I’m beating myself up because I made what I think of as a bit of a horlicks of a show with a reviewer. She wasn’t really game for it, but I did it all the wrong way round as I got spun out. The fact is it was still a very lovely show, I just hate it when reviewers are in, making the ephemeral concrete. I got disordered and it devolved in the end into me actively running out of material. Not because I had none but because the fundamental ability to form coherent sentences was stolen from me, as it is sometimes can be by the presence of astonishing beauty. I had a klaxon in my head going “THAT’S WHAT SHE LOOKS LIKE I’VE READ SO MUCH OF HER STUFF I HOPE SHE LIKES ME.”

Fuck it. Everything else about the evening was delightful. Trust me to fixate on the one thing that didn’t go according to plan. The solution: a bit more work. And that’s what a scratch festival is like, my dears.

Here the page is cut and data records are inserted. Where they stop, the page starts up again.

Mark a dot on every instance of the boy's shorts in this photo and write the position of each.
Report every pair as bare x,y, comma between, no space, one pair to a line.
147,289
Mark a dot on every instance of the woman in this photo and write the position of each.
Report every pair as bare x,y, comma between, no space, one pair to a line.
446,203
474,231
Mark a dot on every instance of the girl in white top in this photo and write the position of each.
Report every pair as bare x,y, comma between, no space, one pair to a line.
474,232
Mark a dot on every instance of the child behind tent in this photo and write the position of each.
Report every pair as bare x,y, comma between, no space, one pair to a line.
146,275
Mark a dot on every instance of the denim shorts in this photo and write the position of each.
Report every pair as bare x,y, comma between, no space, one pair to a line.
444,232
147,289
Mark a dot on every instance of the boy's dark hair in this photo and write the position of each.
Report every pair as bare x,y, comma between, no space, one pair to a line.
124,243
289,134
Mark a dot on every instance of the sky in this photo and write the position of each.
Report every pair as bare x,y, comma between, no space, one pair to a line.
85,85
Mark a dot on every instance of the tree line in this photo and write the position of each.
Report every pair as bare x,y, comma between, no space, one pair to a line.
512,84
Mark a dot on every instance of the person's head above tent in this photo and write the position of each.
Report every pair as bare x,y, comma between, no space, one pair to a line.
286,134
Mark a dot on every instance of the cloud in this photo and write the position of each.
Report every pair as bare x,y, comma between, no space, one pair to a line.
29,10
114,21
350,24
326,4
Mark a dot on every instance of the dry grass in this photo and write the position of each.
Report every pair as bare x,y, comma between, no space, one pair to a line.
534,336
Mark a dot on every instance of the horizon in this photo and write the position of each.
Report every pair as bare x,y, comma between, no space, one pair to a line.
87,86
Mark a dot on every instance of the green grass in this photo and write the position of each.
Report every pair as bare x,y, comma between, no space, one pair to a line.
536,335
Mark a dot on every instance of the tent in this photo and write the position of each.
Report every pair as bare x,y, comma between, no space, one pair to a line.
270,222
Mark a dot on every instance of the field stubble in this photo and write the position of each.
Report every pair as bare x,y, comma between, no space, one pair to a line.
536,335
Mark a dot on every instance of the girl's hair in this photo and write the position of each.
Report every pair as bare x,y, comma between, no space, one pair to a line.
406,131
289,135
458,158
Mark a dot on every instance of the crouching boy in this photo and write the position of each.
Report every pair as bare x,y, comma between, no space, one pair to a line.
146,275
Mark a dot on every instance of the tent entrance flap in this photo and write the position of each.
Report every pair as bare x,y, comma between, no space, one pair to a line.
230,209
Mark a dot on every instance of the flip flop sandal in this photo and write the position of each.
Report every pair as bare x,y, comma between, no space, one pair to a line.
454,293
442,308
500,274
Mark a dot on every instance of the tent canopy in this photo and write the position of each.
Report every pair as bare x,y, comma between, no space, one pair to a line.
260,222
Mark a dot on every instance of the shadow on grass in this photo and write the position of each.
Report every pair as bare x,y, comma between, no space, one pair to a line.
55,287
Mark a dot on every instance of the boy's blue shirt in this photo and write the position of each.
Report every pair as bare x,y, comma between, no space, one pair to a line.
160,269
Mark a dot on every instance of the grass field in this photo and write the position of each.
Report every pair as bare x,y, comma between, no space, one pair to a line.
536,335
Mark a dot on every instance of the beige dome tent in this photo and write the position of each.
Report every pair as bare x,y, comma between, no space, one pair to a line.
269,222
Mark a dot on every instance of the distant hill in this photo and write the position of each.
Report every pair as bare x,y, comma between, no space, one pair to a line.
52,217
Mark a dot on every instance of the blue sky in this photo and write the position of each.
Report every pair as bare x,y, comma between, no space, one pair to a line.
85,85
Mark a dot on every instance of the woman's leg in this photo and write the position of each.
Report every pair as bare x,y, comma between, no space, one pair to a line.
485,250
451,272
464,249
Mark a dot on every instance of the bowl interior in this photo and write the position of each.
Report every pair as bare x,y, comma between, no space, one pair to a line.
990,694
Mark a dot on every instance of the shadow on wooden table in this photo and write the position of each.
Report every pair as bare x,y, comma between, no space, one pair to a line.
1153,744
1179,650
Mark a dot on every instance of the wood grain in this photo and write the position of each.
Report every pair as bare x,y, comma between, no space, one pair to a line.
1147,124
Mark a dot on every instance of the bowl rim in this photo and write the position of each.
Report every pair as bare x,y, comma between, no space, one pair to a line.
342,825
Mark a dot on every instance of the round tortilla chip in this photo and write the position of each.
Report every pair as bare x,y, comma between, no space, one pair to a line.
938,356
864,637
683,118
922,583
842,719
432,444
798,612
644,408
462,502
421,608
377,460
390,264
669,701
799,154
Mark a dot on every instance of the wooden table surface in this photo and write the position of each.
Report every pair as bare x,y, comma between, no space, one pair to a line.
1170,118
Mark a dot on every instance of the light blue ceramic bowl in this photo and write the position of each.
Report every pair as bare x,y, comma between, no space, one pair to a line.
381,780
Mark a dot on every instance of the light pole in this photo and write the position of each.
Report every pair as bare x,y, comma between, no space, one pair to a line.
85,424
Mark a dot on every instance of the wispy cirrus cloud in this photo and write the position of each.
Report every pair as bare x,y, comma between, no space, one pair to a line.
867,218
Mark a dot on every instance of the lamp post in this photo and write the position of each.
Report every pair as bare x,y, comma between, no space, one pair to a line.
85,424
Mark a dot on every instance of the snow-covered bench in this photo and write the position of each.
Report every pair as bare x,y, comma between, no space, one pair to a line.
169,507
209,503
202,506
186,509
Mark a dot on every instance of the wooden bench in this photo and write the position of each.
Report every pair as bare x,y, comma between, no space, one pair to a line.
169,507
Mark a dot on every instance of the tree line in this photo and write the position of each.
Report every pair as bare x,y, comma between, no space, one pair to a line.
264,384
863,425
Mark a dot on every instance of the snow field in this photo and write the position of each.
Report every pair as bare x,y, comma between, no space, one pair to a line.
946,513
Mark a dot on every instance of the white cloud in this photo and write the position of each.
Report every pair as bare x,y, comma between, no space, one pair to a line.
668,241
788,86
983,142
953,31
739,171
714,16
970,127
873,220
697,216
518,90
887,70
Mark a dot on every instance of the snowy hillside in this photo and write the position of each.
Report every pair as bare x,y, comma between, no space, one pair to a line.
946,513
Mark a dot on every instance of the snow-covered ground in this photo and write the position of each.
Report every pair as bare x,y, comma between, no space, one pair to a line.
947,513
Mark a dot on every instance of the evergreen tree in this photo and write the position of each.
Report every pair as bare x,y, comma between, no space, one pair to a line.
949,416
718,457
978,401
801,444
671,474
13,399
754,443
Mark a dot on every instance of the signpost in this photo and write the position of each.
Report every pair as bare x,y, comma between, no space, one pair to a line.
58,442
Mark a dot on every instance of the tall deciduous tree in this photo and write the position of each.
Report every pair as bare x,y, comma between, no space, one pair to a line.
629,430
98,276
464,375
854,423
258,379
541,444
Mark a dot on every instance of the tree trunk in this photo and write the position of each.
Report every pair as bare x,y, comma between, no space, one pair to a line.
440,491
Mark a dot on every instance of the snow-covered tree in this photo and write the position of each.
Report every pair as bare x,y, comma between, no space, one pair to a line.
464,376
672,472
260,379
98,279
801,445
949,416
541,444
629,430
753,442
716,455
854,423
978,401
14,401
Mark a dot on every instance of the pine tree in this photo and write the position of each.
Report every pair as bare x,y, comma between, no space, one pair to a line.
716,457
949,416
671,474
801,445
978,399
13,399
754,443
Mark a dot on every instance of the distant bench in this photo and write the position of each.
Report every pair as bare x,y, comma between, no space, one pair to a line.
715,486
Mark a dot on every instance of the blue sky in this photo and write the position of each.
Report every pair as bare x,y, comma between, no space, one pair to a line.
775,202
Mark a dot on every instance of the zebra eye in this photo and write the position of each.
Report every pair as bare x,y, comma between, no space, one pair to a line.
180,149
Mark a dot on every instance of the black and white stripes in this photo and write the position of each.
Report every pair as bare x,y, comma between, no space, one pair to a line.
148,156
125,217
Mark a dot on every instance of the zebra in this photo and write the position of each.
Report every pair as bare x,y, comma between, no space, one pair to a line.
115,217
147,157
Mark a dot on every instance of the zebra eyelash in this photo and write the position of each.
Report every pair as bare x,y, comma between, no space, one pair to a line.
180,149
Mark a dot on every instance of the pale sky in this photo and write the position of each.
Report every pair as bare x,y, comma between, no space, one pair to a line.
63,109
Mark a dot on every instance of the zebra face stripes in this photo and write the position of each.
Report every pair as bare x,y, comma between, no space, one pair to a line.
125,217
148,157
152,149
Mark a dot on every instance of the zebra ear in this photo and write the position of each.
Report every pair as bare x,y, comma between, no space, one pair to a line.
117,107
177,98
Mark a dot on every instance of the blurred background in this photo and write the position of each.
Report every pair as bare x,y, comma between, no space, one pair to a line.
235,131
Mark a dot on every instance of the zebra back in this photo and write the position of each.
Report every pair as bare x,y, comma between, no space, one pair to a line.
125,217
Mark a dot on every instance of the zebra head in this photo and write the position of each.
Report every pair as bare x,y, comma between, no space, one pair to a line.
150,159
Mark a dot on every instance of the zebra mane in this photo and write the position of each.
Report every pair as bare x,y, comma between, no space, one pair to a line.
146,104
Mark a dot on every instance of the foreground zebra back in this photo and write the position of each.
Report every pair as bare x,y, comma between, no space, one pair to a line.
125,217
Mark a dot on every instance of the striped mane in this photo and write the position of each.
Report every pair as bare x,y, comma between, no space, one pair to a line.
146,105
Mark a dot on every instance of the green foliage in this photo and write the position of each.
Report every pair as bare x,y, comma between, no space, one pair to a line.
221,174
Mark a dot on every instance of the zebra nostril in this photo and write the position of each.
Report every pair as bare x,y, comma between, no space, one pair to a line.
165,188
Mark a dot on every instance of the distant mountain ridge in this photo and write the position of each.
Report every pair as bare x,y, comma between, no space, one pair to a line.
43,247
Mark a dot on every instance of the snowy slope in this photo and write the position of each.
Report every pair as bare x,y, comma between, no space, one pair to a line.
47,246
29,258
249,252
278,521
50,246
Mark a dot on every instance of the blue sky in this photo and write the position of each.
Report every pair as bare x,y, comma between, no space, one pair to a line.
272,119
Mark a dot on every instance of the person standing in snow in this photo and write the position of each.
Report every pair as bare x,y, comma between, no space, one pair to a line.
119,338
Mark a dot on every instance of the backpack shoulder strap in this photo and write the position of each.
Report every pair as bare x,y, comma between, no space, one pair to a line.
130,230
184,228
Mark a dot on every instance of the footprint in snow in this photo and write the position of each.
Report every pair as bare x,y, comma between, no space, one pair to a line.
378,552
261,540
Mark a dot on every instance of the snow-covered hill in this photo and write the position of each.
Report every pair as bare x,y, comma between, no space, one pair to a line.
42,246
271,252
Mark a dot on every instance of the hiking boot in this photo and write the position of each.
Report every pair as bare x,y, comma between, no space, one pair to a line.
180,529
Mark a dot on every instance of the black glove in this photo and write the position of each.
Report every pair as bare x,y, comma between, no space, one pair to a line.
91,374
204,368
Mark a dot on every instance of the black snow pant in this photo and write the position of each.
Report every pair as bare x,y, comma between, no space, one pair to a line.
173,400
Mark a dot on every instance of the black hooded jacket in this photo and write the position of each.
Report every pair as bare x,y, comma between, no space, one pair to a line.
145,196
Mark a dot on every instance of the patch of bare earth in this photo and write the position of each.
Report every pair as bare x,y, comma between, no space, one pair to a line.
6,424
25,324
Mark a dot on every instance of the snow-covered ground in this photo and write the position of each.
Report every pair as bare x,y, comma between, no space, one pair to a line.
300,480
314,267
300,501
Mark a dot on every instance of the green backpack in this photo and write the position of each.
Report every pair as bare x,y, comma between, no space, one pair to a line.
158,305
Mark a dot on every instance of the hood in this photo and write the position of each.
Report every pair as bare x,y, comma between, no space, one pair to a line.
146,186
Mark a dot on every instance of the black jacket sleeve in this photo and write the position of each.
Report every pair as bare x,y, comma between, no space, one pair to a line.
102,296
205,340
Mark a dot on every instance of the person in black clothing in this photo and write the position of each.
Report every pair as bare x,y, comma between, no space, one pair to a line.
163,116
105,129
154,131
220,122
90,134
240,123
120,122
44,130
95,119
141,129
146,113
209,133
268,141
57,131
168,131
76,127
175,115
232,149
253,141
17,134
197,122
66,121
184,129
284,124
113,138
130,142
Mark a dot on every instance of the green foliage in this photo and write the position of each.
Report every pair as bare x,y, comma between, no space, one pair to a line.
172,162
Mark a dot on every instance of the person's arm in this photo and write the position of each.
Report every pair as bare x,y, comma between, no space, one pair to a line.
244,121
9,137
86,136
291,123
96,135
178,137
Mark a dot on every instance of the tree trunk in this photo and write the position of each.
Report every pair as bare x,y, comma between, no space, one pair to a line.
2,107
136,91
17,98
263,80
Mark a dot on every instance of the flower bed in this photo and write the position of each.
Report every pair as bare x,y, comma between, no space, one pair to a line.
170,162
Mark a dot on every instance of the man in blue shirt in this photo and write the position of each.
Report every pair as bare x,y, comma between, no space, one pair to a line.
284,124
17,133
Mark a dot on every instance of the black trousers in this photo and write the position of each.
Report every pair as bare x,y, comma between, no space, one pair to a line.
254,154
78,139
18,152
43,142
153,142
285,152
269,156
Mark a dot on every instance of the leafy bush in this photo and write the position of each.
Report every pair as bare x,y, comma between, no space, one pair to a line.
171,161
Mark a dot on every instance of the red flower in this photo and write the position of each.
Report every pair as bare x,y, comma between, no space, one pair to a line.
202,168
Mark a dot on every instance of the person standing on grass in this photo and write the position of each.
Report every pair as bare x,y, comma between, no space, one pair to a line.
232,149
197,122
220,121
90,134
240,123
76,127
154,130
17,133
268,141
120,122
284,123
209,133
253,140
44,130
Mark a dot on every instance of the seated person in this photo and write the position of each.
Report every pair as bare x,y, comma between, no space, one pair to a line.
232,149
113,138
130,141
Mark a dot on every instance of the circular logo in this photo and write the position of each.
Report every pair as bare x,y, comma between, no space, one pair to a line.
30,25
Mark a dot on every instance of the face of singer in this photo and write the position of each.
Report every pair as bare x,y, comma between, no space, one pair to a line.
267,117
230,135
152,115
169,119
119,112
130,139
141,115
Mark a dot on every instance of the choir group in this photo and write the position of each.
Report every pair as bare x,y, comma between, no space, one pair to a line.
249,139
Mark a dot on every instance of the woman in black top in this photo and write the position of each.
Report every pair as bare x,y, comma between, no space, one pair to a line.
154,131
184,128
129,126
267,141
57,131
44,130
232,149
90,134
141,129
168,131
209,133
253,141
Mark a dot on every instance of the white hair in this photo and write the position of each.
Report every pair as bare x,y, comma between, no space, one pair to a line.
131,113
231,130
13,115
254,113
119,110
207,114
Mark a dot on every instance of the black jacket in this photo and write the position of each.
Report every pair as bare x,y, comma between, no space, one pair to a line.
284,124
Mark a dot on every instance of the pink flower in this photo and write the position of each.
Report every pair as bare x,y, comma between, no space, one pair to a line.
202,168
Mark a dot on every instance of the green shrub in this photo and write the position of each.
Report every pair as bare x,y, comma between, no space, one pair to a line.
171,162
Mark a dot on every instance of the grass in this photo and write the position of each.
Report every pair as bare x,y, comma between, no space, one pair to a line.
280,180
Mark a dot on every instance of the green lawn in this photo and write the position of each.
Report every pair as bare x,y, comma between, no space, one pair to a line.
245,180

“Scratch”. I should elaborate. I’m using theatrespeak. Like when I walk into a room and call it a “space”. When you scratch something, it’s when you put it in front of the public before it’s completely finished. Immersive work is sometimes very scratchy in the first few days of its run (unless you’re deliberately shutting down the risks which can also shut down the possibilities). It’s extremely hard to pretend to be a paying audience. So you put it out to them. I think I know what this is now with that audience and that’s why I want the button. They seem to want it too. Who am I to deny them? I just need to work out what colour it is… I’m like this guy at the moment, with a load of different spray cans, and I want to use all of them, but sometimes you just gotta choose. Fixed and flowing. That’s good theatre. We’ve got loads of flowing. We need a little bit more fixed.